REPUBLIKA.CO.ID, JAKARTA -- Kementerian Perhubungan berencana melakukan evaluasi tarif ojek daring atau online (ojol) yang diterapkan saat ini jika ternyata memberatkan konsumen. Evaluasi tersebut dilakukan dengan cara survei di lima kota Indonesia untuk mengetahui dampak dari implementasi ketentuan tarif ojol yang mulai diterapkan sejak 1 Mei 2019 lalu.
Menhub Budi Karya Sumadi, mengatakan, tarif ojol pada dasarnya bersifat dinamis. Dengan kata lain, apa yang dilakukan oleh Kemenhub terkait kebijakan tarif adalah usulan dari para pengemudi ojol baik dari Gojek maupun Grab.
"Kita hanya melakukan tahapan diskusi. Tidak pernah kami memutuskan sendiri. Apa yang kita lakukan itu adalah usulan pengemudi," kata Budi kepada wartawan di kawasan Menteng, Jakarta Pusat, Rabu (12/6).
Budi menyampaikan, riset yang tengah dilakukan dalam rangka evaluasi tarif, selain mendengar aspirasi pengemudi, juga mendengar saran dari konsumen serta aplikator. Pasca riset dirampungkan, pihaknya akan kembali melakukan sosialisasi di lima kota yang menjadi lokasi riset.

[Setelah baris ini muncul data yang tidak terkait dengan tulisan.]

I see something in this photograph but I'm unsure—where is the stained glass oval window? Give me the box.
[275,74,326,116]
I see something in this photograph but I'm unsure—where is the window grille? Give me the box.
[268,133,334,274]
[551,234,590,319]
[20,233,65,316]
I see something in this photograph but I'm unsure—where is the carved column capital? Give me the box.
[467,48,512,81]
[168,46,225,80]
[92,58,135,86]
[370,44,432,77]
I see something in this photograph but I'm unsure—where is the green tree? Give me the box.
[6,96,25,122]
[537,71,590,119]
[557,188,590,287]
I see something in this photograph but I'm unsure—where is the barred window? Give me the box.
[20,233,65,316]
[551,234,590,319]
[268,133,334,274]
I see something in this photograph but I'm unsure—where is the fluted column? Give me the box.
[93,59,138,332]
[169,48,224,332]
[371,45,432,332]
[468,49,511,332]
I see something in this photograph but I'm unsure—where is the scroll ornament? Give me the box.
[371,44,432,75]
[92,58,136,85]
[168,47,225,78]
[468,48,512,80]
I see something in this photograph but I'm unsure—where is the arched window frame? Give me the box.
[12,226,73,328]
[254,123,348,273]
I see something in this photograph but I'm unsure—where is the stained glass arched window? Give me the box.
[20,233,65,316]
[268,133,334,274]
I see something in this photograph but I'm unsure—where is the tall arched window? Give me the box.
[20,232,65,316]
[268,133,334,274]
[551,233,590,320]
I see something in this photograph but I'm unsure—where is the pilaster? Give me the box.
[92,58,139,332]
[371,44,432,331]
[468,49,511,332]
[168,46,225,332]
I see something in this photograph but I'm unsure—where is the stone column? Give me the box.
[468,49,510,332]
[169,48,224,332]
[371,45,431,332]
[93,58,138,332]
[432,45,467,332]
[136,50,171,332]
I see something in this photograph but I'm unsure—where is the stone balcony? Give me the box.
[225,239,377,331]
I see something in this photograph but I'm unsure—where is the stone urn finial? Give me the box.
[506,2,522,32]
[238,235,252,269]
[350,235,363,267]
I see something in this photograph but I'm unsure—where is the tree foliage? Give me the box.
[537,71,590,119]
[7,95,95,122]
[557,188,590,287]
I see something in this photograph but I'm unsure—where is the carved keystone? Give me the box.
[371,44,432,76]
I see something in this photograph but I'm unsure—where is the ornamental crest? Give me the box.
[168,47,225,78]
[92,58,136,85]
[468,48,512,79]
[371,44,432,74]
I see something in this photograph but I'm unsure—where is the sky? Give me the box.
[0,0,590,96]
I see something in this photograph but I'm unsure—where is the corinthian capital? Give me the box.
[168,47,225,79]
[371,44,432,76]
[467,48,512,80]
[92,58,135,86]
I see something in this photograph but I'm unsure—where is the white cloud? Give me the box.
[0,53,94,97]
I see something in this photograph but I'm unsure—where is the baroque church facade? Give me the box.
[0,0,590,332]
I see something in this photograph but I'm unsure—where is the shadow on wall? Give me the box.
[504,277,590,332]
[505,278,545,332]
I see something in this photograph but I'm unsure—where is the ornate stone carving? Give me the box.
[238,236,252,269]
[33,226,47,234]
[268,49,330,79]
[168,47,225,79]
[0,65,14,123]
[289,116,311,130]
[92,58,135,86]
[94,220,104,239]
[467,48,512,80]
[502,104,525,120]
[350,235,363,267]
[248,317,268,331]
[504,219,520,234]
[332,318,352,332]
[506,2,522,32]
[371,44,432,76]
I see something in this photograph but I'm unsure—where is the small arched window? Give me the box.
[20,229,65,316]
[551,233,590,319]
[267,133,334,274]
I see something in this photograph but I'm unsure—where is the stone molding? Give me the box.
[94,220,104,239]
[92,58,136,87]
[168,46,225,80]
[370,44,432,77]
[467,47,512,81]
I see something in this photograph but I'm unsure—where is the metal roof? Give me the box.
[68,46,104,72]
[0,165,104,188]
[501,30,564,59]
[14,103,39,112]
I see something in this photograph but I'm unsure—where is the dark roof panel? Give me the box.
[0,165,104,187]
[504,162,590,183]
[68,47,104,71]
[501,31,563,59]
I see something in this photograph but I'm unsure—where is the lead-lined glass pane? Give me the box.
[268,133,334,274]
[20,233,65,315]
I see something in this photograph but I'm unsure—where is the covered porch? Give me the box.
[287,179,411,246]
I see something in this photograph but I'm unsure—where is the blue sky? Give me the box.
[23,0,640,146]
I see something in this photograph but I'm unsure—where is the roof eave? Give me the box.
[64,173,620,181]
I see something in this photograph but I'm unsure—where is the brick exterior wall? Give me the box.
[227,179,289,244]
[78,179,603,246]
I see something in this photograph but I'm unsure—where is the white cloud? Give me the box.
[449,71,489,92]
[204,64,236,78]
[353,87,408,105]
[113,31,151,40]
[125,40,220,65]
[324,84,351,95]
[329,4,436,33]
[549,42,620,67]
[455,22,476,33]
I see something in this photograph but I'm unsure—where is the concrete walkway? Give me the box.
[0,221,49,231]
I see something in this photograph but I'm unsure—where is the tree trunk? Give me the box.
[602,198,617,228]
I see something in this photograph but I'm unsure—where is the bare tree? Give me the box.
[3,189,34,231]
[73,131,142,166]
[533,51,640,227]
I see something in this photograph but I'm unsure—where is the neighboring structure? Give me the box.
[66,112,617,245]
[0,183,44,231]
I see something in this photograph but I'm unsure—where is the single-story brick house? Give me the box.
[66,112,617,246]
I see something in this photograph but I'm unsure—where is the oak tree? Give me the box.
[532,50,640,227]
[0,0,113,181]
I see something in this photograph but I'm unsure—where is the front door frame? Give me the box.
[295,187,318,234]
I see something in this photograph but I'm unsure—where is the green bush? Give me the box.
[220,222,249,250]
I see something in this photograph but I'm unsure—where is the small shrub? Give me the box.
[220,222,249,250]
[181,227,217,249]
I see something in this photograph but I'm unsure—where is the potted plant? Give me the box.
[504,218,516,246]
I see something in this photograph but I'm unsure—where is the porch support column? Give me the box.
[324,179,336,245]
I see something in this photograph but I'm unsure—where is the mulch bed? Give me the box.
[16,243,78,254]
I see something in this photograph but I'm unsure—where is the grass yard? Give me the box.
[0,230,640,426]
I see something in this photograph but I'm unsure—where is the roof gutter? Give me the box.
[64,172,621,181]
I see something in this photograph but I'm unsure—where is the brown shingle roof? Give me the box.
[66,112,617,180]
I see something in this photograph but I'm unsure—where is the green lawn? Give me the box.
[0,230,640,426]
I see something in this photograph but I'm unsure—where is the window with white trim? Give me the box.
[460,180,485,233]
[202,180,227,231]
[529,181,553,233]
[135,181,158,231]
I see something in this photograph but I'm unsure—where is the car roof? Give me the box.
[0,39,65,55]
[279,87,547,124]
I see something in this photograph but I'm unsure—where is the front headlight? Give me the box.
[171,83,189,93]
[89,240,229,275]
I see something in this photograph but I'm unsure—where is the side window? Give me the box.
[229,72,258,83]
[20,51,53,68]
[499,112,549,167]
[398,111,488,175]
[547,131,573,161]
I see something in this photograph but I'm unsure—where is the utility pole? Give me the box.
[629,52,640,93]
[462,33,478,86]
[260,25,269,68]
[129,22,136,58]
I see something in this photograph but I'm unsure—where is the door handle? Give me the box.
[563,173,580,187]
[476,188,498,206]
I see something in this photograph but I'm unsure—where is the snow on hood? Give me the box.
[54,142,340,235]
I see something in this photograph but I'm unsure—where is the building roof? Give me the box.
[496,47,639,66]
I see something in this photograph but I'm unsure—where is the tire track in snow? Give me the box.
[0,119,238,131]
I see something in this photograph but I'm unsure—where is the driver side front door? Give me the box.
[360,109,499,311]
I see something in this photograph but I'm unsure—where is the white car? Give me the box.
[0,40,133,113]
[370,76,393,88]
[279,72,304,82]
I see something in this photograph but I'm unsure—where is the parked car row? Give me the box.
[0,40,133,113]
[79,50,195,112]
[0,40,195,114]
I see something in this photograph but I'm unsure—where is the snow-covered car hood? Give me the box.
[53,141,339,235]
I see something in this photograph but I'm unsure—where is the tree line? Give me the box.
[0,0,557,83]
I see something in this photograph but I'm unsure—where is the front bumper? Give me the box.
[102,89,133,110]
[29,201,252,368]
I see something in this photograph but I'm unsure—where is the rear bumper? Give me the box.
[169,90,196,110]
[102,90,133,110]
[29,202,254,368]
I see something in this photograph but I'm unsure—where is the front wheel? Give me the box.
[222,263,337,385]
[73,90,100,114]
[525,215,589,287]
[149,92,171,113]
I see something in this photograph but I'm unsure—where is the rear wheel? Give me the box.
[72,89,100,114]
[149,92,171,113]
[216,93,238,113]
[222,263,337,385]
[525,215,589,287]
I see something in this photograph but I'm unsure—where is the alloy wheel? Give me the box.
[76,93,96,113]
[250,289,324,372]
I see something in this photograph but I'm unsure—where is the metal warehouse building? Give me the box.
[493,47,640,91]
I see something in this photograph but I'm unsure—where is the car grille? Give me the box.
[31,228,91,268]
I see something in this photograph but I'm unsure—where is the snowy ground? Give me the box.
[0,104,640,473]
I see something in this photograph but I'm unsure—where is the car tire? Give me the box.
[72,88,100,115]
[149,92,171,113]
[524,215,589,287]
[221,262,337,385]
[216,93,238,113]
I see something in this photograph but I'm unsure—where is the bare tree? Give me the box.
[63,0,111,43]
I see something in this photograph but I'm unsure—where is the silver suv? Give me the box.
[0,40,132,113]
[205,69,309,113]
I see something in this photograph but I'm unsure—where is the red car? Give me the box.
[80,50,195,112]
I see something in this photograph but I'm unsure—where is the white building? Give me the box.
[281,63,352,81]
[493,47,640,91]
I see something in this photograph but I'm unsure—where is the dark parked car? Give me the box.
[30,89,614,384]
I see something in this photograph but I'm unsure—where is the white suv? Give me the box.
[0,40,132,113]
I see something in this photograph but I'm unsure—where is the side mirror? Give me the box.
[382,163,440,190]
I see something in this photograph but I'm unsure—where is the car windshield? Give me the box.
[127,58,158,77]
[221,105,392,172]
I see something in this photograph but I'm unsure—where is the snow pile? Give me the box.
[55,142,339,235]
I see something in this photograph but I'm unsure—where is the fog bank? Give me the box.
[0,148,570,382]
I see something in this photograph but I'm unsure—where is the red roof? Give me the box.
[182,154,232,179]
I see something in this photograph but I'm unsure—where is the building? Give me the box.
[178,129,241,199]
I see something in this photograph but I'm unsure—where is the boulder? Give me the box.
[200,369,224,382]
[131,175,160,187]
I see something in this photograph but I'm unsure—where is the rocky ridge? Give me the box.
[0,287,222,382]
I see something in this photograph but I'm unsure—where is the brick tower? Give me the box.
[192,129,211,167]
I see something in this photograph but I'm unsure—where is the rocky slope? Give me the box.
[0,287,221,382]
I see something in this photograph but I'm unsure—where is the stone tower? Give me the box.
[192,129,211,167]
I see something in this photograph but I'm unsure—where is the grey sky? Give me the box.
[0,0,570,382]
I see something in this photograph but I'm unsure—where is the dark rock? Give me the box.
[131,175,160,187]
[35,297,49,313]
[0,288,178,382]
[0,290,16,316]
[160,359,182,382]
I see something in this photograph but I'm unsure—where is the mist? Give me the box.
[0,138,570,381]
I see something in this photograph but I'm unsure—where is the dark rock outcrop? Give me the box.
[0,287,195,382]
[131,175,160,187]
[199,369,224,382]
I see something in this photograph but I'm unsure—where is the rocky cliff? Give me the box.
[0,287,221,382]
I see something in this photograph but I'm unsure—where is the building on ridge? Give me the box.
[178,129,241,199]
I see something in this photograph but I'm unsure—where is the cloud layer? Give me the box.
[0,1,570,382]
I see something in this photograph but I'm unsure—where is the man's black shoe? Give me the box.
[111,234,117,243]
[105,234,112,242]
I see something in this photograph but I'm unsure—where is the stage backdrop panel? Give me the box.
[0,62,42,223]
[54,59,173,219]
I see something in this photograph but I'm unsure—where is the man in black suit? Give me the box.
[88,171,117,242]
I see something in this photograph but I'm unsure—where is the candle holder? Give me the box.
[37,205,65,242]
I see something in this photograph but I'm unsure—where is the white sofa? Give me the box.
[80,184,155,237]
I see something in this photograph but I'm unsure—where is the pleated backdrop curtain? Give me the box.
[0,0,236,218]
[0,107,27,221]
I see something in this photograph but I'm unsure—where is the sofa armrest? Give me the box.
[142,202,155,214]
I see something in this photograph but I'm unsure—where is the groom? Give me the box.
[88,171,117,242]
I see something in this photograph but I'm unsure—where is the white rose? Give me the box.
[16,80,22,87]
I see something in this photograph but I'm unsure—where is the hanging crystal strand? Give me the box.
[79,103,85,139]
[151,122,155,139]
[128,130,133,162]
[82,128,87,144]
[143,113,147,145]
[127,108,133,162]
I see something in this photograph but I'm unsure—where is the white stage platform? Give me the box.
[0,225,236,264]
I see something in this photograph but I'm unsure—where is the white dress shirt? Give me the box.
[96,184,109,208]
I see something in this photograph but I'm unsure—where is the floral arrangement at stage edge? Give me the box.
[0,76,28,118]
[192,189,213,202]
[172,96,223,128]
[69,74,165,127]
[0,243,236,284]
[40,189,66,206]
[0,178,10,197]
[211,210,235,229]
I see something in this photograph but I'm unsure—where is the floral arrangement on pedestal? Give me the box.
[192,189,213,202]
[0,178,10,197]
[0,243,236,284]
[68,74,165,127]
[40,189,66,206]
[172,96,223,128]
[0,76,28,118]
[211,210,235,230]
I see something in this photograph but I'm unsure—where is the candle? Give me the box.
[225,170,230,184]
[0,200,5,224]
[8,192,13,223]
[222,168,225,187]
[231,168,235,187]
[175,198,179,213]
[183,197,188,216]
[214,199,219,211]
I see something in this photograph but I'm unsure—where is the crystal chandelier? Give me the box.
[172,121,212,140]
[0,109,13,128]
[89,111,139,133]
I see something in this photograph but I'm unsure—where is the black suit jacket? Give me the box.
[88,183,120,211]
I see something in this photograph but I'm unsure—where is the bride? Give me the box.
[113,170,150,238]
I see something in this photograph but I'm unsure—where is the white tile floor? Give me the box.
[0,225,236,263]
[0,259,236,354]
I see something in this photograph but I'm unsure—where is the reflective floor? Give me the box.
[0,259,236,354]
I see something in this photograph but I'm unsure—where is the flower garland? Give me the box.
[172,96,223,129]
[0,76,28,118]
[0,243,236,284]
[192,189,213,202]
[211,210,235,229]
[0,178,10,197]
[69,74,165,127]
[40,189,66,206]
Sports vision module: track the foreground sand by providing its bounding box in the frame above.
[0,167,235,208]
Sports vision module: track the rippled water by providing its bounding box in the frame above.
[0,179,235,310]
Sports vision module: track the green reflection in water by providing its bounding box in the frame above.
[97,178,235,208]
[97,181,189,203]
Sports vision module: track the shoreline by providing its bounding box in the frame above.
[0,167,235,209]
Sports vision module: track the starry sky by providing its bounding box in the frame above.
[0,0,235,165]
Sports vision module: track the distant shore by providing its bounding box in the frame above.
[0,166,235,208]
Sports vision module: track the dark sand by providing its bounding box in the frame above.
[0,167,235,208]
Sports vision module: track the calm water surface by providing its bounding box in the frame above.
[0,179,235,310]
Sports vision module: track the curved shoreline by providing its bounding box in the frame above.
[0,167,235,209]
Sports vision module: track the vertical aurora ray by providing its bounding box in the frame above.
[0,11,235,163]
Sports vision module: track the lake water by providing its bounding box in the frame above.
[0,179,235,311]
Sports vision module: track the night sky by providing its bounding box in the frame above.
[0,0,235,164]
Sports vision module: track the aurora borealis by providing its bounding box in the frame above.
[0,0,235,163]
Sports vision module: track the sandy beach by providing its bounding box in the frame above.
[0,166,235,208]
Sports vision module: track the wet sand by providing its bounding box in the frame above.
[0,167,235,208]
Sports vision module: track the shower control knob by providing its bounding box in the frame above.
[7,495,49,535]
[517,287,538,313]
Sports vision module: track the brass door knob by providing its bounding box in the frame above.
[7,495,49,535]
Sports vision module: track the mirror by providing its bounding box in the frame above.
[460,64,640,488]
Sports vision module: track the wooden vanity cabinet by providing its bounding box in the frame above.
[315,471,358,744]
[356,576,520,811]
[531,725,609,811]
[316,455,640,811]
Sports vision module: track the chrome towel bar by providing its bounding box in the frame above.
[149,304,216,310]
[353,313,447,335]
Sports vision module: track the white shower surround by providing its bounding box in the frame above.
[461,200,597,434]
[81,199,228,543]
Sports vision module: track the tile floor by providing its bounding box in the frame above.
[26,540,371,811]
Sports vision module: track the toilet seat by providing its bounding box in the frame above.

Adapun lima kota tersebut yakni di Jakarta, Yogyakarta, Bandung, Makassar, dan Surabaya. "Jadi, tidak benar kalau kita memutuskan sendiri. Ini dari aspirasi, kalau tidak percaya, bisa ditanyakan kepada kelompok-kelompok pengemudi. Mereka semua yang mengusulkan," tuturnya.
Sebelumnya, Direktur Jenderal Perhubungan Kemenhub Budi Setiyadi mengatakan, apabila dari hasil survei diketahui ketetapan tarif yang diterapkan memberatkan konsumen, Kementerian Perhubungan akan melakukan koreksi.
Penerapan tarif ojol saat ini berdasarkan Peraturan Menteri Perhubungan (Permenhub) Nomor 12 Tahun 2019 yang diturunkan melalui Kebijakan Menteri Perhubungan Nomor 348 Tahun 2019 mengenai penerapan tarif ojek daring yang terbagi ke tiga zona.